Install the genmanip-client package in your client environment:

pip install -e standalone_tools/packages/genmanip_client/
gmp --help

Core commands

Command	Purpose
`gmp submit`	Submit or reconnect benchmark tasks on the eval server.
`gmp status`	Inspect progress and metrics for the current run.
`gmp eval`	Run client workers and interact with server episodes.
`gmp plot`	Post-process episode outputs into visualization artifacts.
`gmp clean`	Remove generated caches, logs, eval outputs, and temporary leftovers.
`gmp visualize`	Browse eval results and replay episodes in the Rerun viewer.

Submit, status, and eval

`gmp submit`

Benchmark family + split:

gmp submit ebench/mobile_manip/test --run_id mobile_test
gmp submit ebench/table_top_manip/val_unseen --run_id tabletop_val_unseen
gmp submit ebench/generalist/val_train --run_id generalist_val_train

Benchmark alias:

gmp submit ebench --run_id full_benchmark

Supported task-setting paths:

Task settings:

mobile_manip
table_top_manip
generalist

Splits:

val_train
val_unseen
test

`gmp status`

gmp status --host 127.0.0.1 --port 8087
gmp submit ebench --run_id history_id
gmp status

`gmp eval`

gmp eval -a r5a -g lift2 --worker_ids 0 --frame_save_interval 10
gmp eval --worker_ids 0,1 --chunk_size 8 --host 127.0.0.1 --port 8087

For custom model integration, see Integrate Your Own Model.
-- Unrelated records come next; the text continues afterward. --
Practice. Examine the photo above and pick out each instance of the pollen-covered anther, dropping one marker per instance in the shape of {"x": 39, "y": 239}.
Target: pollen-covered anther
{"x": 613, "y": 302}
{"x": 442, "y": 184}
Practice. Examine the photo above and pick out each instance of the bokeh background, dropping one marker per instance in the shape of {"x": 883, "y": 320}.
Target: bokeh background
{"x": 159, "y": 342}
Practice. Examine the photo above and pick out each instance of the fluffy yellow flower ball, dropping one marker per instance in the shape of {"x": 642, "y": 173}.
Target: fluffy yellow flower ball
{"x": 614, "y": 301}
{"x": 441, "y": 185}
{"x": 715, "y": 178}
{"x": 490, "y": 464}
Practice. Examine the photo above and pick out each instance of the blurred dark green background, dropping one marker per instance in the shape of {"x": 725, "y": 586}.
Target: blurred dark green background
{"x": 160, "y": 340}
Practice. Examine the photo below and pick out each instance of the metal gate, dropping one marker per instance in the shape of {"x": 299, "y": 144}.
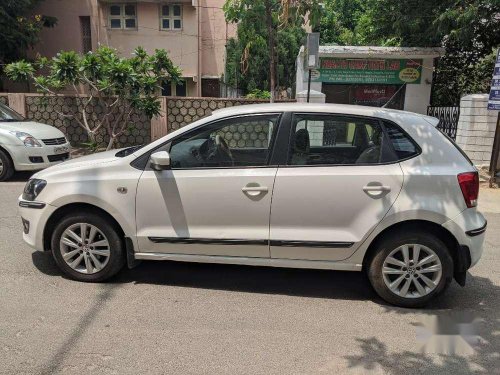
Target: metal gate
{"x": 448, "y": 119}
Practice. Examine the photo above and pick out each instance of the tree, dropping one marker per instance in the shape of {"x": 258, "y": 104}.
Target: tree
{"x": 118, "y": 85}
{"x": 469, "y": 30}
{"x": 270, "y": 33}
{"x": 19, "y": 31}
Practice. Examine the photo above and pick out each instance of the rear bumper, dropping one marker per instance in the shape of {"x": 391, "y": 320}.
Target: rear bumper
{"x": 469, "y": 228}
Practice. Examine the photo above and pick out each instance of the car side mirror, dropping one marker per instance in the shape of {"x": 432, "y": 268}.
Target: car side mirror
{"x": 159, "y": 161}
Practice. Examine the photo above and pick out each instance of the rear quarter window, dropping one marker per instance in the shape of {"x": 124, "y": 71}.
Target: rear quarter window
{"x": 404, "y": 146}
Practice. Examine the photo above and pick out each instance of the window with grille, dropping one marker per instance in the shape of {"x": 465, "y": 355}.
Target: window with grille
{"x": 171, "y": 17}
{"x": 86, "y": 34}
{"x": 123, "y": 16}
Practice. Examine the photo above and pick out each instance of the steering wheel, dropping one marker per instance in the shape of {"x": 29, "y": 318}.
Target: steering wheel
{"x": 223, "y": 148}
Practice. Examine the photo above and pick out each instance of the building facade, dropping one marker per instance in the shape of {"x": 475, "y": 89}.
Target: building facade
{"x": 397, "y": 77}
{"x": 194, "y": 32}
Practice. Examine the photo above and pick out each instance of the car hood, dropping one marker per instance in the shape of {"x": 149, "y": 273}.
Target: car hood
{"x": 36, "y": 129}
{"x": 81, "y": 163}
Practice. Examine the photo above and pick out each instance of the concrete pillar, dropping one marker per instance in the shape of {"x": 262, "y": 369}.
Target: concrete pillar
{"x": 314, "y": 97}
{"x": 476, "y": 128}
{"x": 159, "y": 123}
{"x": 18, "y": 103}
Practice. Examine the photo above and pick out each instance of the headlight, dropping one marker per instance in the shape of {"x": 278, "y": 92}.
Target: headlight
{"x": 27, "y": 139}
{"x": 33, "y": 188}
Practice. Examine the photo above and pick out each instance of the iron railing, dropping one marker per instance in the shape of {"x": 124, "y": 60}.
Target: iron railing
{"x": 448, "y": 119}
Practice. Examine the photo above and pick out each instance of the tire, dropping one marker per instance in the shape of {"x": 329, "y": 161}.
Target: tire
{"x": 383, "y": 272}
{"x": 101, "y": 267}
{"x": 6, "y": 167}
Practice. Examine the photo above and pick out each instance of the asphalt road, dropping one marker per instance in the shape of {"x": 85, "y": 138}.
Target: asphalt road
{"x": 182, "y": 318}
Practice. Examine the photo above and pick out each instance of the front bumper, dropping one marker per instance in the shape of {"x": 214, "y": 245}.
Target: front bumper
{"x": 34, "y": 218}
{"x": 469, "y": 228}
{"x": 37, "y": 158}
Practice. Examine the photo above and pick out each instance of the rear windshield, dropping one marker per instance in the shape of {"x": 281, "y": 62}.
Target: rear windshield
{"x": 7, "y": 114}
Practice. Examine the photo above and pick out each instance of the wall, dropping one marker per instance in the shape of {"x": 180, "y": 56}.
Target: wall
{"x": 176, "y": 112}
{"x": 186, "y": 49}
{"x": 476, "y": 128}
{"x": 214, "y": 34}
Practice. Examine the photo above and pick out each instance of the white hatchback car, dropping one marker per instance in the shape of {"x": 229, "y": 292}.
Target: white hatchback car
{"x": 285, "y": 185}
{"x": 27, "y": 145}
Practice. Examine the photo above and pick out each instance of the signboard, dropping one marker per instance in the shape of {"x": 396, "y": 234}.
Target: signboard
{"x": 494, "y": 99}
{"x": 368, "y": 71}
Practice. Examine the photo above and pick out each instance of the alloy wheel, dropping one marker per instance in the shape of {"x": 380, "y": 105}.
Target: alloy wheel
{"x": 412, "y": 271}
{"x": 84, "y": 248}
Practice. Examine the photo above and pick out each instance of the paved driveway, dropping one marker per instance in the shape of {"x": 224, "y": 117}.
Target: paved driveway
{"x": 182, "y": 318}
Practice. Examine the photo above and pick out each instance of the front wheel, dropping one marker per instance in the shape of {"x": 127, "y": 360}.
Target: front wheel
{"x": 87, "y": 247}
{"x": 410, "y": 269}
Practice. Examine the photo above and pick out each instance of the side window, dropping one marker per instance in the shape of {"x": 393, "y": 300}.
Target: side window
{"x": 403, "y": 145}
{"x": 335, "y": 140}
{"x": 237, "y": 142}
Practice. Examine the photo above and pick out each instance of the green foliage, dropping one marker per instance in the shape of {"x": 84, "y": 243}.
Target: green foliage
{"x": 258, "y": 94}
{"x": 119, "y": 85}
{"x": 19, "y": 29}
{"x": 468, "y": 30}
{"x": 248, "y": 56}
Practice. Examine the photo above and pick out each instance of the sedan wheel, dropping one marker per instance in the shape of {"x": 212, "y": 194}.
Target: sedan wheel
{"x": 412, "y": 271}
{"x": 88, "y": 246}
{"x": 408, "y": 269}
{"x": 84, "y": 248}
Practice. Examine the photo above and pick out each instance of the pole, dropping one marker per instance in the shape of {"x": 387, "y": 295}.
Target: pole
{"x": 495, "y": 154}
{"x": 309, "y": 85}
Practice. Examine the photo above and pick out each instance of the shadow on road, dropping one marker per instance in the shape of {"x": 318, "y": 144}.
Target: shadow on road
{"x": 266, "y": 280}
{"x": 480, "y": 297}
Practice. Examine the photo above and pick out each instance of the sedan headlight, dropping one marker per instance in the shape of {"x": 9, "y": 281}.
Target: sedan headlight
{"x": 27, "y": 139}
{"x": 33, "y": 188}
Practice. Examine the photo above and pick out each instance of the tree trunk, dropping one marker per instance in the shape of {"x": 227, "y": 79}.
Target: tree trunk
{"x": 110, "y": 143}
{"x": 271, "y": 42}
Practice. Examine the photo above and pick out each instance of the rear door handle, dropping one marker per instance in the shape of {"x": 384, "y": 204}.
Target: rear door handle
{"x": 369, "y": 188}
{"x": 254, "y": 190}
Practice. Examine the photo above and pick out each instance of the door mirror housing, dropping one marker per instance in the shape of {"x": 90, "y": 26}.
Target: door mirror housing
{"x": 159, "y": 161}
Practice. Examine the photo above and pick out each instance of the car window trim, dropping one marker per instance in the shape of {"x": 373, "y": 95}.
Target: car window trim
{"x": 405, "y": 133}
{"x": 374, "y": 119}
{"x": 137, "y": 163}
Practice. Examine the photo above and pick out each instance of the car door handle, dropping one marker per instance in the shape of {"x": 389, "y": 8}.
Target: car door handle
{"x": 369, "y": 188}
{"x": 254, "y": 190}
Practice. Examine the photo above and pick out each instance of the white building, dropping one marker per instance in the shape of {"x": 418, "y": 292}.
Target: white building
{"x": 372, "y": 75}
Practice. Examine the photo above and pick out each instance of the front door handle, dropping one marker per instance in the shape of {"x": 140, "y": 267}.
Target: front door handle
{"x": 376, "y": 188}
{"x": 254, "y": 190}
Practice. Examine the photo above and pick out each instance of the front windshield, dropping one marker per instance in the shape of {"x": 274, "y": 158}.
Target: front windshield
{"x": 7, "y": 114}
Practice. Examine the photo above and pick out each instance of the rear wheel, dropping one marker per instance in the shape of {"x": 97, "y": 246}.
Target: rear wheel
{"x": 87, "y": 247}
{"x": 6, "y": 167}
{"x": 410, "y": 269}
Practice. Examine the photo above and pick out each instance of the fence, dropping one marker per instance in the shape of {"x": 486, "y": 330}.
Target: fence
{"x": 448, "y": 119}
{"x": 176, "y": 112}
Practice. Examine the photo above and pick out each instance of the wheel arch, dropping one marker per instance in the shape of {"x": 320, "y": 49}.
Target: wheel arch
{"x": 417, "y": 225}
{"x": 8, "y": 154}
{"x": 62, "y": 211}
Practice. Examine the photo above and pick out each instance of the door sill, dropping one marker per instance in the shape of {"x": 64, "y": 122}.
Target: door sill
{"x": 266, "y": 262}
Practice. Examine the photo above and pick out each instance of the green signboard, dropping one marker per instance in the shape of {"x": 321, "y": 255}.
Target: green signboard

Clean, plot, and visualize

`gmp plot`

gmp plot client_results/<benchmark>/<run_id>/<task>/<seed>

`gmp clean`

Use gmp clean to remove generated artifacts from local runs.

Preview what would be removed:

gmp clean --dry-run

Remove generated mesh cache, eval results, logs, and leftover lock/tmp files:

gmp clean

Also remove downloaded benchmark package cache:

gmp clean --all

`gmp visualize`

gmp visualize starts a local HTTPS viewer for browsing runs, task success rates, and per-episode replays.

Install the visualize extra:

pip install -e "standalone_tools/packages/genmanip_client/[visualize]"

Basic usage:

gmp visualize
gmp visualize --port 55088

Cache management:

gmp visualize --flush-cache --dry-run
gmp visualize --flush-cache

Notes:

gmp visualize expects evaluation outputs under saved/eval_results/.
The viewer uses HTTPS and may show a one-time browser certificate warning.
The current rerun-sdk path used by visualize requires Python 3.11+.

Common options

--run_id: identifies and resumes a run.
--host, --port: eval server target (default is local 127.0.0.1:8087).
--worker_ids: worker allocation in gmp eval.
--frame_save_interval: client-side frame saving frequency.
--chunk_size: action chunk length when your model predicts chunked actions.